Proprio i Fratelli Piscini rappresentano l’azienda che ha dato il maggior contributo alla costituzione della razza Sopravissana:
La Sopravissana si è diffusa in varie Regioni dell’Italia centrale: Umbria, Lazio, Marche, Toscana e Abruzzo, divenendo, in conseguenza di ciò, la protagonista di quei grandi spostamenti stagionali, la transumanza, migrando a primavera a centinaia di migliaia di capi dalla Campagna Romana sui Monti Sibillini e tante altre zone montuose del Centro Italia, per ridiscendere in autunno per svernare. Un razza che nel 1960 aveva raggiunto nell’areale una consistenza di oltre 1.200.000 capi.
Nella regione Abruzzo, la pastorizia risultava la più importante forma di allevamento zootecnico, con una predominanza quasi incontrastata della cosiddetta Gentile di Puglia che, costituitasi attorno alla metà del 1400 (grazie all’incrocio della razza locale “Carfagna”, tipica dell’Appennino, con arieti Merinos provenienti dalla Spagna (i primi incroci si fanno risalire a Federico II di Svevia), ebbe una diffusione, fin dai primi anni del secolo XVIII, oltre che nella regione omonima, anche in Abruzzo, sempre attraverso la transumanza, favorita dalla presenza di tratturi.
Le greggi di questa razza, in considerazione della topografia del territorio e della specializzazione produttiva, erano tipicamente transumanti e l’attitudine preminente risultava essere quella della lana che era la migliore, per qualità, di quelle prodotte in Italia.
Da quanto finora sopra descritto, si può rilevare come l’attuale popolazione appenninica del Centro Italia, costituita da diverse razze e tipi genetici, meticci e incroci, tragga la propria storia da numerosi eventi genetici ed ambientali, nonché condizionata dalle pratiche di allevamento realizzate nel corso dei secoli.
La razza Appenninica, in quanto tale, ha avuto origine già alla fine del XIX secolo attraverso gli incroci attuati dalla razza Bergamasca sulle diverse popolazioni appenniniche delle regioni Toscana, Umbria, Marche ed Emilia Romagna e successiva azione selettiva, mantenendo inalterata la rusticità della popolazione di partenza, rusticità che rappresenta una caratteristica imprescindibile per un allevamento di tipo brado e semi-brado.
Le industrie artigiane che lavoravano la lana si erano diffuse rapidamente al pari dell’allevamento ovino, ma la situazione cambiò quando l’artigianato cominciò a perdere terreno rispetto all’industria vera e propria con l’arrivo sul mercato di altre fibre naturali e sintetiche.
La popolazione ovina scese drasticamente di numero tanto che, alcune razze rischiavano l’estinzione perché moltissimi allevatori si erano orientati, sostituendo le vecchie razze, verso pecore a prevalente attitudine latte.

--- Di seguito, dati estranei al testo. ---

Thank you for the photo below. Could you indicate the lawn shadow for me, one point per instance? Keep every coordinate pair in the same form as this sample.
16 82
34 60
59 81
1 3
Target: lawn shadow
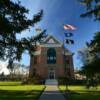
19 95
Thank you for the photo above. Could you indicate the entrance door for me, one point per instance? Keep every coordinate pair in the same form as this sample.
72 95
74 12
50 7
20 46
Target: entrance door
51 74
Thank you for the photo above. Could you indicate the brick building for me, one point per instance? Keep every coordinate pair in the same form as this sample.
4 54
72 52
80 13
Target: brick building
50 59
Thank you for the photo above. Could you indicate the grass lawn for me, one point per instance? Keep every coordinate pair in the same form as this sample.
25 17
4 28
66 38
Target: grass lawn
81 93
16 91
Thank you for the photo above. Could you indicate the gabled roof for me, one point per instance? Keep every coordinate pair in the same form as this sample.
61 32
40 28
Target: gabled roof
50 39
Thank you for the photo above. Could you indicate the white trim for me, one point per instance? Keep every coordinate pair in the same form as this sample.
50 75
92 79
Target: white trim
51 45
53 38
37 53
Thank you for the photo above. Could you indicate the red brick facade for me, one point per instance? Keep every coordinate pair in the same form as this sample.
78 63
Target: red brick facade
45 70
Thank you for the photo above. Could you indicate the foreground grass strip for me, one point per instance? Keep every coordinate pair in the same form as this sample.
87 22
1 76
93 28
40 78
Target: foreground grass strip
20 92
81 93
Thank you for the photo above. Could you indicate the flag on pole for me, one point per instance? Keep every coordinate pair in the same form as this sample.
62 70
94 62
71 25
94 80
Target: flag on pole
69 41
68 34
69 27
38 30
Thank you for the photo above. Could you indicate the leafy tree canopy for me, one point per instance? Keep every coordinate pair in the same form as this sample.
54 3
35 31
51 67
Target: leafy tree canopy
13 20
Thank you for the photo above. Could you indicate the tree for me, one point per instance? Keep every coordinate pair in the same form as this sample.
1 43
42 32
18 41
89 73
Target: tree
92 8
13 20
92 69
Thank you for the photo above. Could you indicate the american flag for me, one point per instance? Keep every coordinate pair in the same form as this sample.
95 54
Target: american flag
69 27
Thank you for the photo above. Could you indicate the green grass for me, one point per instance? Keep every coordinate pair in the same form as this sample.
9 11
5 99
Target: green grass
81 93
16 91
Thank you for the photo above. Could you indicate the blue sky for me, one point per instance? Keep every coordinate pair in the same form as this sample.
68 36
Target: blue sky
57 13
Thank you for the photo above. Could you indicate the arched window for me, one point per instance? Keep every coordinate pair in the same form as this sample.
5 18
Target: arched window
51 56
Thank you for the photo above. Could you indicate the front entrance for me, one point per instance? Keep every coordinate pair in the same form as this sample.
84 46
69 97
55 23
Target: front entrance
51 74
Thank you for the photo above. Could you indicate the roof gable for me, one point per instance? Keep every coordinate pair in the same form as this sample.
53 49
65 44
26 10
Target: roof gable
52 40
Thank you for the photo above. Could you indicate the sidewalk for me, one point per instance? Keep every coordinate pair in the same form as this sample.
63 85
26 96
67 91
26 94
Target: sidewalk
52 93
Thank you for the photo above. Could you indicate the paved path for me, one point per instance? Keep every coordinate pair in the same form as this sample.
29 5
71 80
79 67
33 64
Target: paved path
51 92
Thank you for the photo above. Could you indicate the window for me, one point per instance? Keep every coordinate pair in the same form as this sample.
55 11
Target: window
51 56
35 60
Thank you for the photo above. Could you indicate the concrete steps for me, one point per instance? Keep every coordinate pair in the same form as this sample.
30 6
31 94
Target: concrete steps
51 82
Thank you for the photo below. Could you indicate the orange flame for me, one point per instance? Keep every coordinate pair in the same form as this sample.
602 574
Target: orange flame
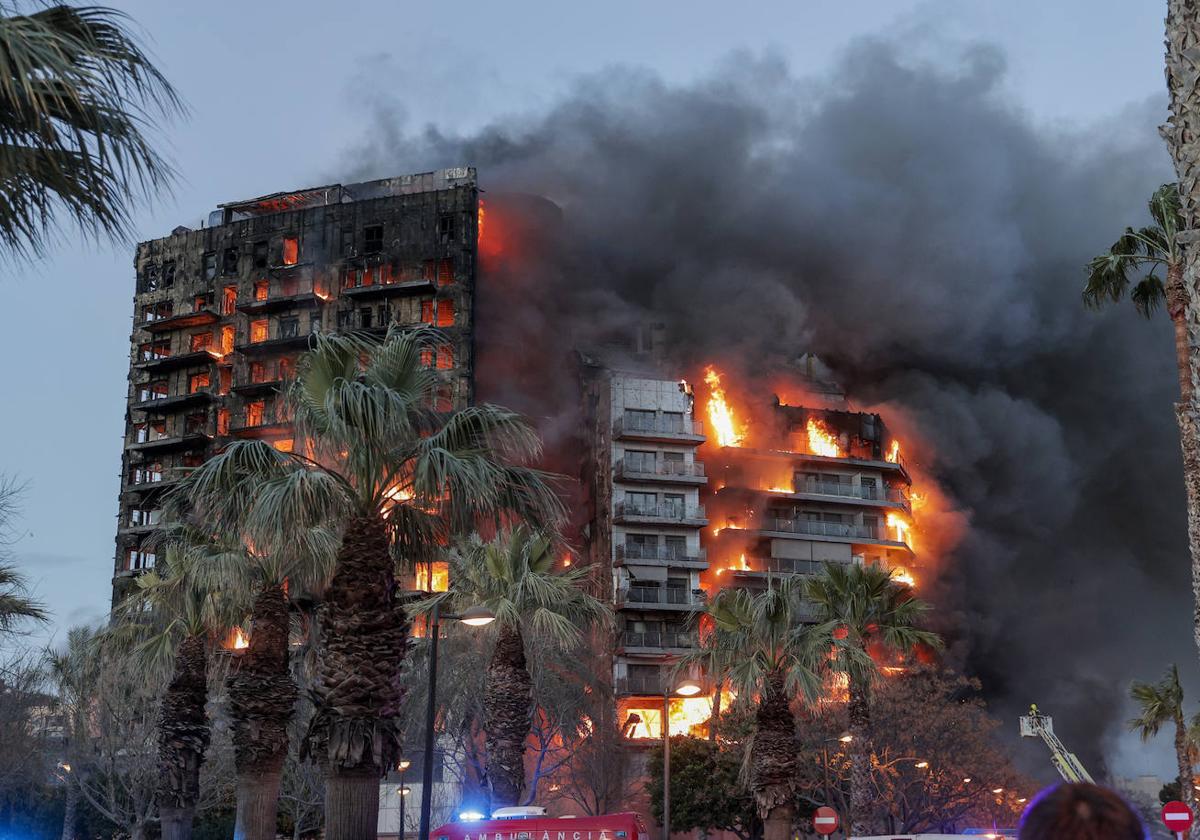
822 441
720 415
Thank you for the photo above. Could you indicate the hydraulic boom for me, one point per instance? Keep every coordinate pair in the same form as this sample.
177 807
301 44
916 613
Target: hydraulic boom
1037 725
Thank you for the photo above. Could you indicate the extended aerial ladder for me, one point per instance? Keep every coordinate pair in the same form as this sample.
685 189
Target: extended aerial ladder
1037 725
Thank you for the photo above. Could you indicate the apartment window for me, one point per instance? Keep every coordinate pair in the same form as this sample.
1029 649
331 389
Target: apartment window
141 517
372 239
639 419
138 559
676 546
153 390
445 358
255 413
289 328
198 382
639 461
196 423
641 501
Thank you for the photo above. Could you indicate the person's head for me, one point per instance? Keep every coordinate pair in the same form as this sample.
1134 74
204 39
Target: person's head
1080 813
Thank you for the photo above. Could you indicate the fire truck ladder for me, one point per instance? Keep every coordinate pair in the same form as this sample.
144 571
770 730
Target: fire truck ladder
1037 725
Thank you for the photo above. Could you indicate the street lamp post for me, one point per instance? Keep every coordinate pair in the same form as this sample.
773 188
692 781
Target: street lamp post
688 688
474 617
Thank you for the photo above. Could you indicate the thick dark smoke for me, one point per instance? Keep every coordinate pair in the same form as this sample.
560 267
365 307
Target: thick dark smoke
927 239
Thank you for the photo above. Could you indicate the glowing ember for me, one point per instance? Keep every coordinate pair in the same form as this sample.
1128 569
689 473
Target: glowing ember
822 441
720 415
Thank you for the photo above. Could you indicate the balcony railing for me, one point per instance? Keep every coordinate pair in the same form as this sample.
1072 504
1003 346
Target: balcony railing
660 469
658 425
841 529
663 510
633 551
665 595
658 639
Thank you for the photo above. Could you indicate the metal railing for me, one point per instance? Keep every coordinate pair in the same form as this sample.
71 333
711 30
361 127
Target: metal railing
634 551
658 425
658 639
663 510
660 468
672 595
844 529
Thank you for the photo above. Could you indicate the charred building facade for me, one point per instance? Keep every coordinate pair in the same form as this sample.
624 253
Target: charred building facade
221 315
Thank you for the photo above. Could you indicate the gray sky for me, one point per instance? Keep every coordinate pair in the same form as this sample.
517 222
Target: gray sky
280 90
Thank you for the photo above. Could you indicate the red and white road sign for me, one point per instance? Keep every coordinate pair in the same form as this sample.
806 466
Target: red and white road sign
1177 816
825 820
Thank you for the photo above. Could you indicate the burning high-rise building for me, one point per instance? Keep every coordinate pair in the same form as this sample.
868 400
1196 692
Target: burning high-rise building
221 313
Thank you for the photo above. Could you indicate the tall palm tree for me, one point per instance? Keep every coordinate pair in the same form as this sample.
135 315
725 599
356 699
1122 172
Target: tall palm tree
77 95
759 643
377 463
171 622
864 613
1157 705
1180 132
514 576
16 604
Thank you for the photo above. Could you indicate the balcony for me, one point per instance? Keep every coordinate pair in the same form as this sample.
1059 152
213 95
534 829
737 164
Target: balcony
163 364
664 514
661 556
168 405
423 285
280 303
659 429
660 598
666 472
172 444
657 641
198 318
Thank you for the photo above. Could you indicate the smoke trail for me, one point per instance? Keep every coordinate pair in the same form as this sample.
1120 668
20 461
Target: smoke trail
922 235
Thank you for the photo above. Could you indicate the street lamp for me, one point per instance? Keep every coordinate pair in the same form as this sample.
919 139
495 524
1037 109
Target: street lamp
477 617
687 688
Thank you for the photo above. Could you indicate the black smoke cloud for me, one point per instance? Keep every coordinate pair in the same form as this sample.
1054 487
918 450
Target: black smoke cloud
927 239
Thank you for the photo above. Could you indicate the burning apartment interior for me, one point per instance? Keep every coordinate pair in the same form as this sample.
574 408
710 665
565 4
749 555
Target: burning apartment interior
222 312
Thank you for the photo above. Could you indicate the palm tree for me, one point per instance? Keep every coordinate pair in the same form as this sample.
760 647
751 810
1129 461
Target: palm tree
759 643
515 577
1181 127
375 462
77 95
864 613
1158 703
169 623
16 605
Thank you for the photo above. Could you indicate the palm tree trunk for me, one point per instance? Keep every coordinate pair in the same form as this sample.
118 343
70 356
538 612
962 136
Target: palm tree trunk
183 739
364 641
859 713
508 709
773 759
1181 132
262 697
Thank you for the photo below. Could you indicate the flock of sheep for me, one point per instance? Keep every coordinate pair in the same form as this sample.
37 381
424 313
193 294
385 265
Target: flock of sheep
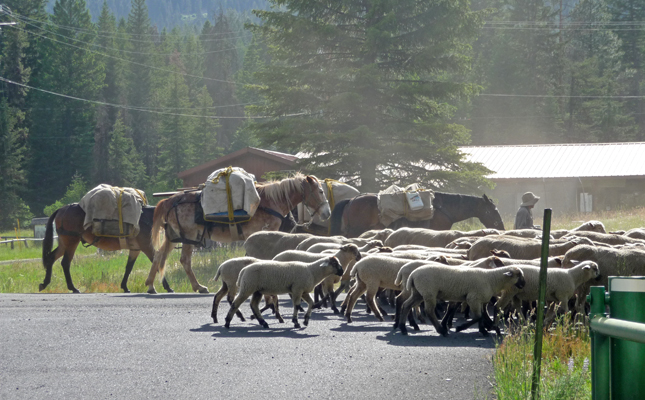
428 271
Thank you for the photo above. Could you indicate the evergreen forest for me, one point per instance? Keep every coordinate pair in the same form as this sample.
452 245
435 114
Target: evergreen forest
373 92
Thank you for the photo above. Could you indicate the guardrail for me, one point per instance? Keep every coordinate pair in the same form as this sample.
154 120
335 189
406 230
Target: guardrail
618 339
25 240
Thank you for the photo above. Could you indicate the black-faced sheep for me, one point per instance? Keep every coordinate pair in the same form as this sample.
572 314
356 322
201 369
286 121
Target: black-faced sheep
561 285
347 255
267 244
626 261
523 249
431 238
474 286
275 277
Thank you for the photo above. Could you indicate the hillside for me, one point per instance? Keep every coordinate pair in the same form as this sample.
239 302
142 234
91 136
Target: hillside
169 13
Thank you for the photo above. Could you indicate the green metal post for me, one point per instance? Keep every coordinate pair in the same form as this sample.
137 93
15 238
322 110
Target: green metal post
627 297
599 347
539 325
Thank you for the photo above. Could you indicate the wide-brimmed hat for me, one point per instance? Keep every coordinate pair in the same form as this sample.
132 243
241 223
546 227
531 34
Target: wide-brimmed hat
529 199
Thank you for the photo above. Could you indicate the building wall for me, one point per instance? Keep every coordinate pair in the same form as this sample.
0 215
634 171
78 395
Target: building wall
254 164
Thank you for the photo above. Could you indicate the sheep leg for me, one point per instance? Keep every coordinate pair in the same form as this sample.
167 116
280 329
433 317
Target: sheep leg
216 299
255 307
276 308
357 291
371 300
414 300
310 304
296 303
235 306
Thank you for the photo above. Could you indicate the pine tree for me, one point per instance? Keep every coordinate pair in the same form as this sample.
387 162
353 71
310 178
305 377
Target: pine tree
365 89
221 65
62 130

Invece un numero ridotto di allevatori del Centro Italia si sono“ rimboccati le maniche “ e passando, attraverso il meticciamento e la selezione hanno ottenuto un miglioramento qualitativo e quantitativo della carni agnello definito del centro Italia perché derivante dalle vecchie razze dell’areale e differenziandosi dagli ovini non originari dell’areale e dai quali si ottengono agnelli da latte, sia perché le pecore hanno una spiccata attitudine alla produzione del latte, sia perché l’agnello che viene immesso al commercio non è stato ancora svezzato.